By the way, if someone discovers how to trigger this issue it would be easy to use it as a DOS pseudo-botnet.
My stack of projects to do is growing at a hell of a rate and I'm not popping them off the stack fast enough.
Check out the code generation parts and modules, they are the most mature. We have HRDs (like CRDs in k8s for anything) and a scripting language between bash and Python coming out soon too.
I've checked out your repo for a look over tomorrow when I'm cough sober!

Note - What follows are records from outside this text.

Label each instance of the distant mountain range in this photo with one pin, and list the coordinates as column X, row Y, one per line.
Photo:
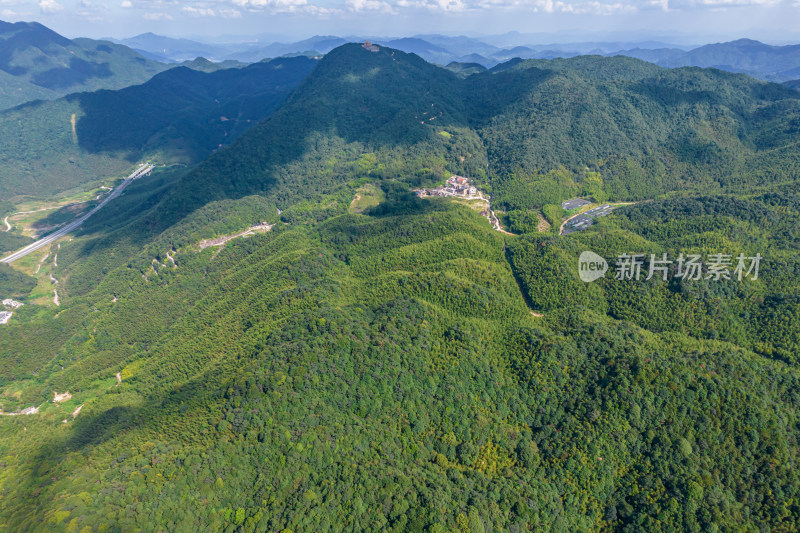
column 762, row 61
column 38, row 63
column 179, row 116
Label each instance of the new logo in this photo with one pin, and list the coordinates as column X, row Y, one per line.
column 591, row 267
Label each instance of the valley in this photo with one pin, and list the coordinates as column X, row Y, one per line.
column 72, row 226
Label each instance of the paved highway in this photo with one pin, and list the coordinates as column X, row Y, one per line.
column 142, row 170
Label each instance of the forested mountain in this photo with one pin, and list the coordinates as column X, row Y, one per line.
column 380, row 369
column 37, row 62
column 774, row 63
column 180, row 116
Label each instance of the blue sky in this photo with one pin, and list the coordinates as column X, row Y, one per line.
column 682, row 21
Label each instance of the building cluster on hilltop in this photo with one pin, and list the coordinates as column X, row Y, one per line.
column 5, row 315
column 369, row 46
column 455, row 186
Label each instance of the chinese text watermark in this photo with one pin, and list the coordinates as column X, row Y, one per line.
column 693, row 267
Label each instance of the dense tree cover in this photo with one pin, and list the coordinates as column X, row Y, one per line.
column 37, row 63
column 383, row 371
column 760, row 314
column 179, row 116
column 14, row 284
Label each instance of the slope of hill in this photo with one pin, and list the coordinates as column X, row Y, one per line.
column 180, row 116
column 54, row 65
column 773, row 63
column 381, row 371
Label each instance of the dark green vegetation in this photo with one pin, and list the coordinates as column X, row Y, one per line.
column 382, row 371
column 36, row 62
column 178, row 117
column 775, row 63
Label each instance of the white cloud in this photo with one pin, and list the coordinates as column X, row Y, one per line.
column 274, row 5
column 230, row 13
column 198, row 11
column 50, row 6
column 369, row 5
column 435, row 5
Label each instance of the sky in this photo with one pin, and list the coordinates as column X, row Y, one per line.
column 541, row 21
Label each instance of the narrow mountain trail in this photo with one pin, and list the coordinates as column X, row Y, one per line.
column 525, row 296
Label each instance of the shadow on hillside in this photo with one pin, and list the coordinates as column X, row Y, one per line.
column 91, row 430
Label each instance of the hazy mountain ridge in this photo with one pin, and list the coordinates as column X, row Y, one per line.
column 54, row 65
column 179, row 116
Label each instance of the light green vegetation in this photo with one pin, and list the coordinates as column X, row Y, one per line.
column 382, row 371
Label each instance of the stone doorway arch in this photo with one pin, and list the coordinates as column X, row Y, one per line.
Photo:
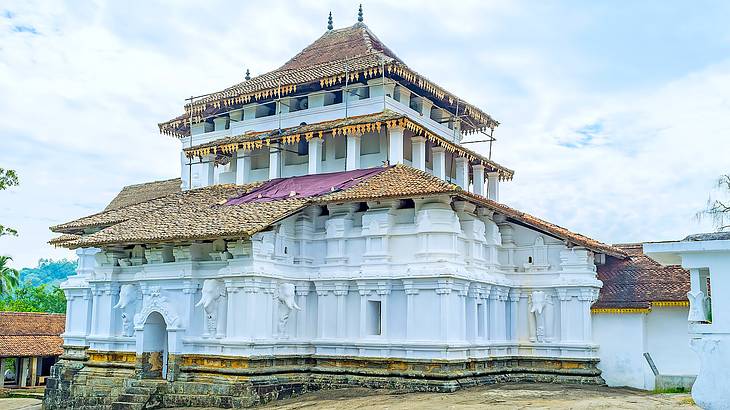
column 153, row 347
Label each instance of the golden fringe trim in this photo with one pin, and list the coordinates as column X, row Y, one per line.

We think of net neutrality as being for carriers and ISPs, but you could see it applied to a publicly accessible DNS service too. These DNS service providers are just as much part of the core service of the Internet as anyone else. It’s not a huge leap to require that those who operate a publicly accessible DNS service are bound by the same spirit of the regulations: that the infrastructure must not discriminate based on who is using it.
It’s different to operating a discriminatory firewall. DNS is a cacheable public service with bad consequences if poisonous data ends up in the system. Fiddling with DNS like this doesn’t seem like a good idea. Too much weird and bad stuff could go wrong.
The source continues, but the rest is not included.